Committees have a bad rep. Come'on, you've heard/made the jokes yourself (A camel is a horse designed by a committee.)
But for those of us who lead technology initiatives, an advisory committee is imperative. Our district technology committee is very much modeled on the library advisory committees I led as a building media specialist. And for the same reason: to get support, buy-in, perspective, and direction from as many constituencies as possible.
These are the primary responsibilities for my tech advisory committee that meets 3-4 times a year:
- Guideline development (only school boards in MN can create "policy")
- Long-range planning/short term goal setting
- Budget development
- Program assessment and evaluation
My leadership responsibility is to help inform and guide the committee in reaching good decisions. But it is ultimately the committee's opinion that guides my direction of the department. Really, really.

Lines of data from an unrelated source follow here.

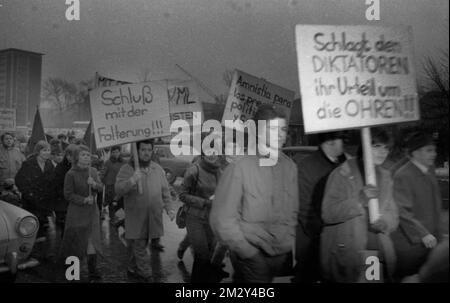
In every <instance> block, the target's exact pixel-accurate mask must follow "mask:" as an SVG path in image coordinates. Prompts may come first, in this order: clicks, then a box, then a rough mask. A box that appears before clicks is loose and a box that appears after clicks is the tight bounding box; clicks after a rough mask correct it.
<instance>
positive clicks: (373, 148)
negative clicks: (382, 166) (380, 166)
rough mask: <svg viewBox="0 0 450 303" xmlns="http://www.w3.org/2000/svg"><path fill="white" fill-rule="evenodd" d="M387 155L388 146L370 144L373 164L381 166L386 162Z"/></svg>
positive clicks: (382, 143)
mask: <svg viewBox="0 0 450 303" xmlns="http://www.w3.org/2000/svg"><path fill="white" fill-rule="evenodd" d="M388 155H389V146H388V145H386V144H384V143H374V144H372V157H373V164H375V165H381V164H383V163H384V161H386V158H387V156H388Z"/></svg>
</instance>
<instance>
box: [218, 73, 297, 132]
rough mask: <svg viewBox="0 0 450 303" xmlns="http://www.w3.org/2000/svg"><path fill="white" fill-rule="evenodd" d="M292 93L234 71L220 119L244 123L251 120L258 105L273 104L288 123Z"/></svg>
mask: <svg viewBox="0 0 450 303" xmlns="http://www.w3.org/2000/svg"><path fill="white" fill-rule="evenodd" d="M293 101H294V92H293V91H290V90H288V89H285V88H283V87H281V86H278V85H275V84H273V83H270V82H267V81H266V80H264V79H261V78H257V77H255V76H252V75H249V74H247V73H244V72H242V71H239V70H235V72H234V75H233V81H232V82H231V87H230V91H229V93H228V98H227V103H226V105H225V110H224V113H223V117H222V123H223V124H224V123H225V120H232V121H235V120H237V119H240V120H242V121H243V122H245V121H246V120H248V119H252V118H253V116H254V115H255V113H256V111H257V109H258V106H259V105H260V104H273V105H274V107H276V108H277V109H278V110H280V111H282V112H283V113H284V114H285V116H286V119H287V120H288V121H289V116H290V114H291V108H292V105H293Z"/></svg>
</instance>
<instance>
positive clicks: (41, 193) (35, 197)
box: [15, 141, 54, 237]
mask: <svg viewBox="0 0 450 303" xmlns="http://www.w3.org/2000/svg"><path fill="white" fill-rule="evenodd" d="M53 174H54V166H53V164H52V163H51V161H50V144H48V143H47V142H45V141H39V142H38V143H37V144H36V145H35V147H34V154H33V155H32V156H30V157H29V158H28V160H26V161H25V162H24V163H23V164H22V167H21V168H20V170H19V171H18V172H17V175H16V177H15V183H16V185H17V188H18V189H19V191H20V192H21V194H22V204H23V208H24V209H26V210H28V211H29V212H31V213H32V214H34V215H35V216H36V217H37V218H38V220H39V226H40V227H39V232H38V237H41V236H45V232H46V229H47V228H48V217H49V216H51V214H52V210H53V205H52V204H53V196H52V195H53V191H52V190H51V184H52V179H53Z"/></svg>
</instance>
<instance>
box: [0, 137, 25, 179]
mask: <svg viewBox="0 0 450 303" xmlns="http://www.w3.org/2000/svg"><path fill="white" fill-rule="evenodd" d="M0 140H1V142H0V183H3V182H5V181H6V182H9V183H11V182H12V183H14V177H15V176H16V174H17V172H18V171H19V169H20V167H21V166H22V163H23V162H24V161H25V156H24V155H23V154H22V153H21V152H20V151H19V149H17V148H16V147H14V140H15V138H14V135H13V134H12V133H8V132H6V133H3V134H2V135H1V137H0Z"/></svg>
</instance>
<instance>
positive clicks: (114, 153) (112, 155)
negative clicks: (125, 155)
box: [111, 149, 120, 159]
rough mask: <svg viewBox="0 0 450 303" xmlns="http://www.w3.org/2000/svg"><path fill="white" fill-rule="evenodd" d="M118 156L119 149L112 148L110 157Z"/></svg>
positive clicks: (114, 158) (115, 158)
mask: <svg viewBox="0 0 450 303" xmlns="http://www.w3.org/2000/svg"><path fill="white" fill-rule="evenodd" d="M119 156H120V150H117V149H115V150H113V151H112V152H111V157H112V158H113V159H118V158H119Z"/></svg>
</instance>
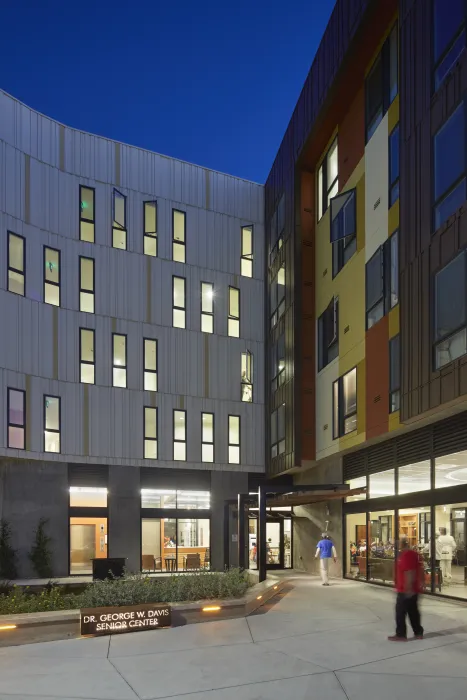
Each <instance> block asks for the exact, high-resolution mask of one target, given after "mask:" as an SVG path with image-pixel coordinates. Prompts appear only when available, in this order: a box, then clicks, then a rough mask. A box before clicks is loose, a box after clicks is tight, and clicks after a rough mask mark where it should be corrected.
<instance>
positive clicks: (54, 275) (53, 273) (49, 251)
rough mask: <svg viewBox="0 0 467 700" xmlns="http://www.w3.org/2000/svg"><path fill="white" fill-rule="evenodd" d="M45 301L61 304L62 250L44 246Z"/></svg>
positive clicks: (44, 278) (44, 294)
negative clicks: (60, 279)
mask: <svg viewBox="0 0 467 700" xmlns="http://www.w3.org/2000/svg"><path fill="white" fill-rule="evenodd" d="M44 301H45V303H46V304H52V305H53V306H60V251H59V250H55V248H47V247H46V246H44Z"/></svg>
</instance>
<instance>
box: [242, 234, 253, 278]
mask: <svg viewBox="0 0 467 700" xmlns="http://www.w3.org/2000/svg"><path fill="white" fill-rule="evenodd" d="M240 273H241V274H242V275H243V277H253V226H242V258H241V261H240Z"/></svg>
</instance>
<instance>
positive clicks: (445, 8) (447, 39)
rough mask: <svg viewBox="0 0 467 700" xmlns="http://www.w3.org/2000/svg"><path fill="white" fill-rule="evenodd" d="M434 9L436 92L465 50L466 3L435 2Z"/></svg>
mask: <svg viewBox="0 0 467 700" xmlns="http://www.w3.org/2000/svg"><path fill="white" fill-rule="evenodd" d="M433 4H434V7H433V25H434V26H433V38H434V41H433V56H434V62H435V65H434V68H435V76H434V77H435V80H434V83H435V90H437V89H438V88H439V87H440V85H441V83H442V82H443V81H444V79H445V78H446V77H447V75H449V73H450V71H451V70H452V69H453V68H454V66H455V65H456V63H457V61H458V59H459V56H460V55H461V53H462V52H463V51H464V49H465V44H466V40H465V2H464V0H451V2H450V3H449V6H447V5H446V2H445V1H444V0H434V3H433Z"/></svg>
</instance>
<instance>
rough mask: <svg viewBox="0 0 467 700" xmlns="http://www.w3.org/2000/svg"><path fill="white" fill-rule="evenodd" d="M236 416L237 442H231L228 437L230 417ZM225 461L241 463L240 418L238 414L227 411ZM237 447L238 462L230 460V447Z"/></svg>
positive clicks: (230, 447) (229, 425)
mask: <svg viewBox="0 0 467 700" xmlns="http://www.w3.org/2000/svg"><path fill="white" fill-rule="evenodd" d="M231 418H238V443H236V442H231V437H230V419H231ZM227 440H228V442H227V462H228V464H241V463H242V419H241V417H240V415H239V414H236V413H229V414H228V416H227ZM231 447H238V462H232V461H231V459H230V448H231Z"/></svg>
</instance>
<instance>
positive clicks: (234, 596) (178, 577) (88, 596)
mask: <svg viewBox="0 0 467 700" xmlns="http://www.w3.org/2000/svg"><path fill="white" fill-rule="evenodd" d="M249 586H250V583H249V582H248V579H247V576H246V574H245V573H244V572H242V571H240V570H239V569H230V570H229V571H226V572H225V573H216V572H213V573H209V572H200V573H195V574H185V575H183V576H167V577H161V578H150V577H149V576H144V575H141V574H136V575H133V576H125V577H124V578H121V579H111V580H107V581H96V582H94V583H90V584H88V585H87V586H86V588H85V590H84V591H83V592H82V593H79V594H76V595H75V594H72V593H61V592H60V588H59V587H58V586H51V587H49V588H47V589H45V590H43V591H41V593H33V592H31V590H30V589H28V588H20V587H19V586H13V588H12V589H11V590H10V591H9V592H8V593H6V594H4V595H0V615H12V614H19V613H28V612H48V611H50V610H70V609H76V608H94V607H107V606H109V607H110V606H114V605H138V604H139V603H180V602H189V601H197V600H213V599H216V598H240V597H241V596H243V595H244V594H245V592H246V591H247V589H248V587H249Z"/></svg>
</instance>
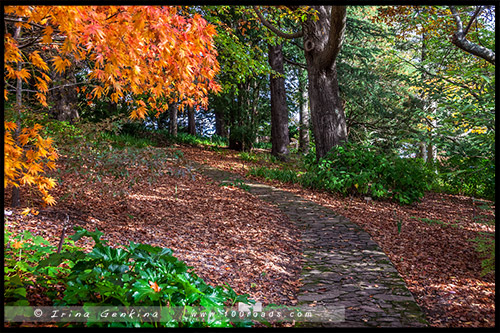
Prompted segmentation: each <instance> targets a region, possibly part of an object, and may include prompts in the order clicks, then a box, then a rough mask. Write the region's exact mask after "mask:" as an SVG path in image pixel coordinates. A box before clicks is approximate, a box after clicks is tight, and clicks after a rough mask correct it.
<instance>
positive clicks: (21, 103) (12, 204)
mask: <svg viewBox="0 0 500 333" xmlns="http://www.w3.org/2000/svg"><path fill="white" fill-rule="evenodd" d="M20 20H21V19H19V21H20ZM20 35H21V26H18V27H17V28H16V32H15V34H14V39H15V40H19V37H20ZM21 69H22V63H21V62H20V61H19V62H18V63H17V71H18V72H20V71H21ZM22 97H23V81H22V80H21V78H20V77H18V78H17V80H16V107H17V112H18V114H17V119H16V125H17V128H16V131H15V133H14V139H15V141H16V144H19V134H21V108H22V106H23V102H22ZM11 205H12V207H19V206H20V205H21V193H20V190H19V187H17V186H13V187H12V198H11Z"/></svg>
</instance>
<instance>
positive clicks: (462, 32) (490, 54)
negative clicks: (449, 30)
mask: <svg viewBox="0 0 500 333" xmlns="http://www.w3.org/2000/svg"><path fill="white" fill-rule="evenodd" d="M450 10H451V12H452V14H453V17H454V19H455V23H456V25H457V30H456V31H455V33H454V34H453V36H452V38H451V42H452V43H453V44H454V45H456V46H457V47H458V48H460V49H462V50H464V51H465V52H467V53H470V54H473V55H475V56H477V57H480V58H482V59H484V60H486V61H488V62H489V63H491V64H493V65H495V52H493V51H492V50H490V49H488V48H486V47H484V46H481V45H477V44H474V43H472V42H470V41H468V40H467V39H465V34H466V32H464V30H463V24H462V20H461V19H460V15H459V14H458V12H457V10H456V9H455V7H454V6H450ZM471 24H472V19H471V22H469V25H471ZM469 25H468V26H467V29H468V28H469Z"/></svg>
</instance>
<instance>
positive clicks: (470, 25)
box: [464, 6, 483, 36]
mask: <svg viewBox="0 0 500 333" xmlns="http://www.w3.org/2000/svg"><path fill="white" fill-rule="evenodd" d="M482 10H483V6H479V7H477V9H476V11H475V12H474V14H473V15H472V17H471V18H470V21H469V24H467V27H466V28H465V30H464V36H465V35H467V33H468V32H469V29H470V27H471V26H472V23H473V22H474V20H475V19H476V17H477V16H478V15H479V13H481V11H482Z"/></svg>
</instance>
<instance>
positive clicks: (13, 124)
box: [4, 122, 58, 205]
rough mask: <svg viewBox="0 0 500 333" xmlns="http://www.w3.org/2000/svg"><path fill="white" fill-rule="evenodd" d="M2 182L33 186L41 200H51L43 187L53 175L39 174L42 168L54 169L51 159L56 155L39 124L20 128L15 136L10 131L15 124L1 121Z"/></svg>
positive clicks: (45, 190) (53, 180) (56, 156)
mask: <svg viewBox="0 0 500 333" xmlns="http://www.w3.org/2000/svg"><path fill="white" fill-rule="evenodd" d="M4 128H5V132H4V186H5V187H8V186H9V185H12V186H15V187H19V186H37V187H38V190H39V191H40V193H41V194H42V200H43V203H44V204H49V205H53V204H55V200H54V198H53V197H52V196H51V195H50V194H48V192H47V190H49V189H51V188H54V187H55V186H56V182H55V180H54V179H52V178H49V177H46V176H44V175H43V173H44V172H45V168H48V169H51V170H54V169H55V168H56V165H55V163H54V160H56V159H57V158H58V154H57V151H56V149H55V148H54V147H53V146H52V144H53V140H52V139H51V138H46V139H44V138H42V137H41V136H40V135H39V131H40V130H41V129H42V126H41V125H40V124H35V125H34V126H33V127H32V128H23V129H22V130H21V132H20V134H19V136H18V138H17V142H16V140H14V137H13V132H14V131H15V130H16V129H17V125H16V124H15V123H12V122H4Z"/></svg>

The primary challenges to leading such a committee include:
- Making meetings meaningful (less reporting, more input gathering is key)
- Helping representatives of continuant groups truly be representatives
- Determining rotation and make-up of committee
- Keeping the larger organization informed about the work of the committee
- Keeping such a committee from micro-managing
- Finding and keeping parents, students and committee members - and helping them find the courage to speak out
- Seeking ways to improve the functioning of such a group (See evaluation form above)
Quick! Name a long term, substantive, sustainable change that occurred in your organization without the active support of your leadership. I'll wait...
That's what I thought. Now why aren't you paying more attention to the learning needs of your administrators?
Hmmmm, Scott seems to be equating leadership with administration. Personally, I've found most substantive changes are made via task-force, Professional Learning Community, external pressures (ie: state and federal mandates, parental demands) and, yes, even committees.
Most administrators I've worked for and with are managers, not leaders - with only a few notable exceptions. Is it because I have failed their learning needs - or for other reasons?